NIST also is working on the development, deployment, and standardization of Web-based technologies for integrating sensors, real-time video, smart tags, and embedded microprocessor devices to provide next-generation personnel support for remote monitoring, control, and communications in the field. This technology can enable rapid access to real-time sensor and video information and allow sharing and collaborative use of IT applications. Wearable computers and small, embedded devices integrated with the latest technology for remote sensing, real-time conferencing, and other data-intensive applications could provide an immediate feedback channel for law-enforcement agents and emergency responders. NIST is working to demonstrate how these technologies can be extended and rapidly deployed to create easily configurable networks.
When properly used, simulation tools can enhance planning and training and help personnel evaluate different response options during and after catastrophic events. Complex scenarios cannot be modeled very accurately, however, because no single simulation tool can represent all aspects of an emergency situation. Individual simulation packages and databases can address individual phenomena and behaviors, but they cannot be integrated together easily to provide an overall picture of events.
To address this need, NIST is helping to establish a framework to allow a broad range of simulation systems to share information, including models and results. NIST is working with the response community, industry, and academia to identify information sources, simulation systems, and data requirements; develop an emergency response simulation framework and standard interfaces; and develop and demonstrate distributed simulations using commercial software and the new framework. The ability to integrate information from different simulations will be a valuable tool for responders and allow agencies to develop and coordinate emergency response simulations and scenarios independently.

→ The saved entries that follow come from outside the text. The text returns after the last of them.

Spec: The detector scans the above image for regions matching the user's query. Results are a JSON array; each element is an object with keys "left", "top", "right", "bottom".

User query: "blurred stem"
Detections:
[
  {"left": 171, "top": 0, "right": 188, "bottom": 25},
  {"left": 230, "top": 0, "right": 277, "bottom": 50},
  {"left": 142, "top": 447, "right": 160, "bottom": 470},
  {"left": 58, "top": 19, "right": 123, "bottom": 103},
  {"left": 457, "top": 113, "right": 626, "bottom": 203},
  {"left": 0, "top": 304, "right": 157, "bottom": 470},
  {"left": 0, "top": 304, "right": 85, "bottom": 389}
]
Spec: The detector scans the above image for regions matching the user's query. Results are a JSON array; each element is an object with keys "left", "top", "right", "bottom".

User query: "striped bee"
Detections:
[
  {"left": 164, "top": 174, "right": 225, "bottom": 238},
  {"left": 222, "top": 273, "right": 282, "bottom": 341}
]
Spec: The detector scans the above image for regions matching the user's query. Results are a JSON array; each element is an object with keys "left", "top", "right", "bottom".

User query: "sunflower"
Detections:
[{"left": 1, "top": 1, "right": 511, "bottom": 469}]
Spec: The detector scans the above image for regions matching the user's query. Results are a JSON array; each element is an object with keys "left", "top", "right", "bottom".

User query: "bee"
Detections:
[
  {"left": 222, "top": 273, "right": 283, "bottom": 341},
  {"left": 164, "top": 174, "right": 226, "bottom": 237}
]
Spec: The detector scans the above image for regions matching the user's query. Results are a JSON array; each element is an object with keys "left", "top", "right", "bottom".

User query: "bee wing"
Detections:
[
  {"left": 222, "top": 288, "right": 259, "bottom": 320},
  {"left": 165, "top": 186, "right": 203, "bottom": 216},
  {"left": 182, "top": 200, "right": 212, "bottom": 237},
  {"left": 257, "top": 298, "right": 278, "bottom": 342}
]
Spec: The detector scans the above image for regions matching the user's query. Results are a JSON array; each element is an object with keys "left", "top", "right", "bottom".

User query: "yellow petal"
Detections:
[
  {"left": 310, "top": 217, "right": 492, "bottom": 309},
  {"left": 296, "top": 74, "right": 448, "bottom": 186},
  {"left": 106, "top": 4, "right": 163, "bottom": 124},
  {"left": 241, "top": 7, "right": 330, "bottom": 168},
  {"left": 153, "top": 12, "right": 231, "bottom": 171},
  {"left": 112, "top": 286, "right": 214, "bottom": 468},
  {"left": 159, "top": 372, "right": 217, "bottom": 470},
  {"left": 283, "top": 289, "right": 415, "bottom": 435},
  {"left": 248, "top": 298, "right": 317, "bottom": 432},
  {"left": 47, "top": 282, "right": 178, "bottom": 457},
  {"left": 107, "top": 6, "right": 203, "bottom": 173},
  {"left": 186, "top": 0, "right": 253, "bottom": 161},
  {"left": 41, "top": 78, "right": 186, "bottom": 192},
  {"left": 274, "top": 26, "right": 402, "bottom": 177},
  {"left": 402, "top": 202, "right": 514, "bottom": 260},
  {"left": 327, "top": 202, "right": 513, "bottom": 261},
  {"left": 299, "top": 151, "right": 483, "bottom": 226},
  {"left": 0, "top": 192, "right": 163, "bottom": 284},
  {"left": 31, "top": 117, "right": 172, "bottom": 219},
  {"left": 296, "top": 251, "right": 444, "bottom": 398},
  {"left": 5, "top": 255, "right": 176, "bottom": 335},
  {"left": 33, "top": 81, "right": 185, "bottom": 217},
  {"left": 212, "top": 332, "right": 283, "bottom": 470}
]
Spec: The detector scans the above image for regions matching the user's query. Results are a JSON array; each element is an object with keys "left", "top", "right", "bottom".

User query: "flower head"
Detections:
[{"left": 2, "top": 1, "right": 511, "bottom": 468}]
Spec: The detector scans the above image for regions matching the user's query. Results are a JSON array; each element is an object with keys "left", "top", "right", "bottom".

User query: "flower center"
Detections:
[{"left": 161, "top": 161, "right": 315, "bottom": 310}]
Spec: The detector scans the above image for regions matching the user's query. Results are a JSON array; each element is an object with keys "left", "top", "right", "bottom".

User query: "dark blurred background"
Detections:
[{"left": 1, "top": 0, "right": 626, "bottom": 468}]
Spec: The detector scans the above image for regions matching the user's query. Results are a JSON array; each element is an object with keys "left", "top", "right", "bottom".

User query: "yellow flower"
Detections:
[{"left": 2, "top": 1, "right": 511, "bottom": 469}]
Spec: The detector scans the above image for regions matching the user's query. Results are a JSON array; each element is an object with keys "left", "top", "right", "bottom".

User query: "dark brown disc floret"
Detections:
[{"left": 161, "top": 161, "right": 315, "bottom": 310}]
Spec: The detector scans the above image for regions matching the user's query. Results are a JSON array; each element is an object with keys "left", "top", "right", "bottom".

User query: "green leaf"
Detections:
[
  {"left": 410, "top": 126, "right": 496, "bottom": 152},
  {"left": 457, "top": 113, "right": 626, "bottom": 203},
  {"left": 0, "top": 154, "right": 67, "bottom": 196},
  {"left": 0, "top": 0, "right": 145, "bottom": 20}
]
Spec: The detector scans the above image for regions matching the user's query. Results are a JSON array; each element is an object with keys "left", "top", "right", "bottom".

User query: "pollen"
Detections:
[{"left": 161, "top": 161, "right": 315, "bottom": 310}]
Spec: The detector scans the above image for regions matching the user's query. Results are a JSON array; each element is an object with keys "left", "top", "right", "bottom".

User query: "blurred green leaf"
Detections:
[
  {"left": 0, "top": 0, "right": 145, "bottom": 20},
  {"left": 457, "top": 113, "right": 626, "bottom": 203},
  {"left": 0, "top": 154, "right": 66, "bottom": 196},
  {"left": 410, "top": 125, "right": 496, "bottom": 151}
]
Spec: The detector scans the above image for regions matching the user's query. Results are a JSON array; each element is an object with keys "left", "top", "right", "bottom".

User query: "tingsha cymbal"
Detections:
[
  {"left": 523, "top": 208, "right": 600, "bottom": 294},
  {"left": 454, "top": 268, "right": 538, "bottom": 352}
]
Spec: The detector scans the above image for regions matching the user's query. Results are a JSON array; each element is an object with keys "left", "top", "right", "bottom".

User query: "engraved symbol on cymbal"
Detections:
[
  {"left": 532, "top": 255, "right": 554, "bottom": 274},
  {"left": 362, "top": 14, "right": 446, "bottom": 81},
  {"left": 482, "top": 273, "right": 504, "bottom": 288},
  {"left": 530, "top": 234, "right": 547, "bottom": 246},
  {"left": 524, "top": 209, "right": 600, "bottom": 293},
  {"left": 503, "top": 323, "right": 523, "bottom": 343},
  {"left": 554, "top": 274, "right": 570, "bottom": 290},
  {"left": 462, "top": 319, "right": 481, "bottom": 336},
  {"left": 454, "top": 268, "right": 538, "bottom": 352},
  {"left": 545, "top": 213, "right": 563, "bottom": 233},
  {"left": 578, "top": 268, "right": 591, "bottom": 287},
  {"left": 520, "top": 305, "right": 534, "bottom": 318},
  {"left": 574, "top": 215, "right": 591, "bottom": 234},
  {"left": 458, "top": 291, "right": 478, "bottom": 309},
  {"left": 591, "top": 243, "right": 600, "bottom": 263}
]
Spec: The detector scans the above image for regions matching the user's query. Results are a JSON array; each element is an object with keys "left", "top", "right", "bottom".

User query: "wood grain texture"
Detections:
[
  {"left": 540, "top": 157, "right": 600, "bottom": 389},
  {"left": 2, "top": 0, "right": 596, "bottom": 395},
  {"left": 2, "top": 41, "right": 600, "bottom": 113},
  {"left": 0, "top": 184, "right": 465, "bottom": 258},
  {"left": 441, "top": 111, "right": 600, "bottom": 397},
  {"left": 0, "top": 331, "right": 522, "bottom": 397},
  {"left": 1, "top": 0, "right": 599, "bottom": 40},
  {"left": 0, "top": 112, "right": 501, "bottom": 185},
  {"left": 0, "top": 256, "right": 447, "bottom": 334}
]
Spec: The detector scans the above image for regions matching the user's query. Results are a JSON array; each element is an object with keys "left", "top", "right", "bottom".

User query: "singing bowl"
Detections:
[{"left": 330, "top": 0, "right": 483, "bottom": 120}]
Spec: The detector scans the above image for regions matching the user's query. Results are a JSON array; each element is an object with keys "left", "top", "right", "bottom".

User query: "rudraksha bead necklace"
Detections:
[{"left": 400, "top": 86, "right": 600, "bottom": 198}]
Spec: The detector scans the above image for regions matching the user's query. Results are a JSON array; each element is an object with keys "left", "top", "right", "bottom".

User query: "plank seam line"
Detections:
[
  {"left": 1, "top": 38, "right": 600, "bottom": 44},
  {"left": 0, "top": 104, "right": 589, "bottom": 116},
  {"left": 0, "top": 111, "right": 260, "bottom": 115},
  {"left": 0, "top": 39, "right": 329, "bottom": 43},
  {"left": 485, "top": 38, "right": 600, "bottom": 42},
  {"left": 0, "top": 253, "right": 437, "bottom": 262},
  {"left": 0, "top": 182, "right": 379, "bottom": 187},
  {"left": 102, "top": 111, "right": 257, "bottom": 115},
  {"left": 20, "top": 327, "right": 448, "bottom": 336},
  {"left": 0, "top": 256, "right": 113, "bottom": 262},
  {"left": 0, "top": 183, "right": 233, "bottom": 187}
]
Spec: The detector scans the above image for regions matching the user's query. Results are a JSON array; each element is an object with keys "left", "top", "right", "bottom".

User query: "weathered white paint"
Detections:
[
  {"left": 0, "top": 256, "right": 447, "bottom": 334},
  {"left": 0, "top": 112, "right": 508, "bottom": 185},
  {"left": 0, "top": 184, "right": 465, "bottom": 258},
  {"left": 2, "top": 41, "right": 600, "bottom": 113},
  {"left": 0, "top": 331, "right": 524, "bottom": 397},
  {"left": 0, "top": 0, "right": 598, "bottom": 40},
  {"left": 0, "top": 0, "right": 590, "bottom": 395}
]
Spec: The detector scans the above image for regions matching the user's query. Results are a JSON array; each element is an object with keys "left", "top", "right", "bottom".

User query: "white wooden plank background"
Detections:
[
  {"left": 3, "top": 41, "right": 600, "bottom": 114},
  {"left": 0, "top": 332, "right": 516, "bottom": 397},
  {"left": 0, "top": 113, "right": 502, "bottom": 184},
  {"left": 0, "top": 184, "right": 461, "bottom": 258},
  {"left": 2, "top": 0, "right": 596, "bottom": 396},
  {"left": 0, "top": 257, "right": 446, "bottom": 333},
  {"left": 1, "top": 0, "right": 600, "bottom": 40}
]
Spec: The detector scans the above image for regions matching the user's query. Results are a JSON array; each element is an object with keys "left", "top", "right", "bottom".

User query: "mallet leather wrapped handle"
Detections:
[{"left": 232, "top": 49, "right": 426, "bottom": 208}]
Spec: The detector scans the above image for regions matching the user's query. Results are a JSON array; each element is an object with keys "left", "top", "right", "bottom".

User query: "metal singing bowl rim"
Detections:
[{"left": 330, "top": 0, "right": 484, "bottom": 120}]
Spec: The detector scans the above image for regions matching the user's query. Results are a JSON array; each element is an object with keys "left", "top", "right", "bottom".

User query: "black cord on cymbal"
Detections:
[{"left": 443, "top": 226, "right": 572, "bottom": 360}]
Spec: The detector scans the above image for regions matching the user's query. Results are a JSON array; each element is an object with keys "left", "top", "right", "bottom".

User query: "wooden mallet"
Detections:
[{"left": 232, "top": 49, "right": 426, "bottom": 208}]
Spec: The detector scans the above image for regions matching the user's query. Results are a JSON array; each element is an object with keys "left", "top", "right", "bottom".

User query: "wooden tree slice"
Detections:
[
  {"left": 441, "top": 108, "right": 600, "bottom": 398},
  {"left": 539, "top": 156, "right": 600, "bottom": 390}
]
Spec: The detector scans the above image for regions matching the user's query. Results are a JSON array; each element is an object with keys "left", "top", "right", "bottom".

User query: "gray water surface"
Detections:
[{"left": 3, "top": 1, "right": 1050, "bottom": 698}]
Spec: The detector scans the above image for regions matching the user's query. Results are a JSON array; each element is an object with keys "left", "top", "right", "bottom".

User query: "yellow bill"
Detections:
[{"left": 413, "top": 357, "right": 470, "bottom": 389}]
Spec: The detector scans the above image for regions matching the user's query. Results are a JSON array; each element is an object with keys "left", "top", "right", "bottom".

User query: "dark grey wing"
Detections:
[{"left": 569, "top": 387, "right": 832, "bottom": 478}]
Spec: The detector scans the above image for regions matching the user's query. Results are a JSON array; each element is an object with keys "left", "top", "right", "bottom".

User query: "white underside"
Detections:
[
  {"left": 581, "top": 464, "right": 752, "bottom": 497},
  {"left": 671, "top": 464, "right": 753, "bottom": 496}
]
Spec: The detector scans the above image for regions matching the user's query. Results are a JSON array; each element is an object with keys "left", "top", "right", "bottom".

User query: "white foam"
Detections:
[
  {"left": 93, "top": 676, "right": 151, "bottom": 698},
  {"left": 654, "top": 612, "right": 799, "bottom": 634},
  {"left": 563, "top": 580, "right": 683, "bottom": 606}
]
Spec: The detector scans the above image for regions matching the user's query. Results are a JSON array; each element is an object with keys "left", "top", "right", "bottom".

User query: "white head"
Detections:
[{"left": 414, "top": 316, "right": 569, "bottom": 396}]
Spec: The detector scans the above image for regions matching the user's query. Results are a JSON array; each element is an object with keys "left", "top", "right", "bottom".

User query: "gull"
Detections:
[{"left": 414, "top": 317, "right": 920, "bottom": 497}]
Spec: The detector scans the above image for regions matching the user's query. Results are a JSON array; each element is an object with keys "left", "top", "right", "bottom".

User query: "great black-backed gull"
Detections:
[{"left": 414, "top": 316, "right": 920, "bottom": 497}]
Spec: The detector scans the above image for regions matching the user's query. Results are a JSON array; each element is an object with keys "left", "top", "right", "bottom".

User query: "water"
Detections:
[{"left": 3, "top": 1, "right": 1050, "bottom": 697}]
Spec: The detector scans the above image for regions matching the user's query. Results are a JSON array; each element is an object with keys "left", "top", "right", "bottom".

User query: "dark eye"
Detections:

A NIST project aimed initially at protecting emergency personnel by minimizing the amount of time rescuers spend searching earthquake-damaged buildings has helped provide a new tool for rescue workers at the WTC. Search-and-rescue robots had never before been used at a disaster site, and they demonstrated promise in being able to penetrate areas too small and too hazardous for people to access. Teams of robots-led by the independent Center for Robot-Assisted Search and Rescue-were able to locate full and partial remains of several victims at the WTC site. Just a month before, several of the robots had run through a NIST-designed test course at the International Joint Conference on Artificial Intelligence.
To provide an objective evaluation of the performance of autonomous, intelligent, mobile robots for search-and-rescue operations, NIST engineers designed and built a standard test arena for robots, complete with overturned furniture, collapsed floors, broken pipes, and mannequin victims. The arena has different levels of difficulty to help assess different types of robotic ability. Because the robots, built by universities and industry, compete quite literally on the same playing field, their performance can be measured objectively. Since one of NIST's goals is to foster cooperation among robotics researchers around the world, NIST supplies its test arenas to two international robotics conferences, which include competitions to see how well search-and-rescue robots perform on the NIST arena. Winners of the annual Robo Cup Rescue and the American Association for Artificial Intelligence Rescue Robot competitions share their techniques so all participants can build better robots.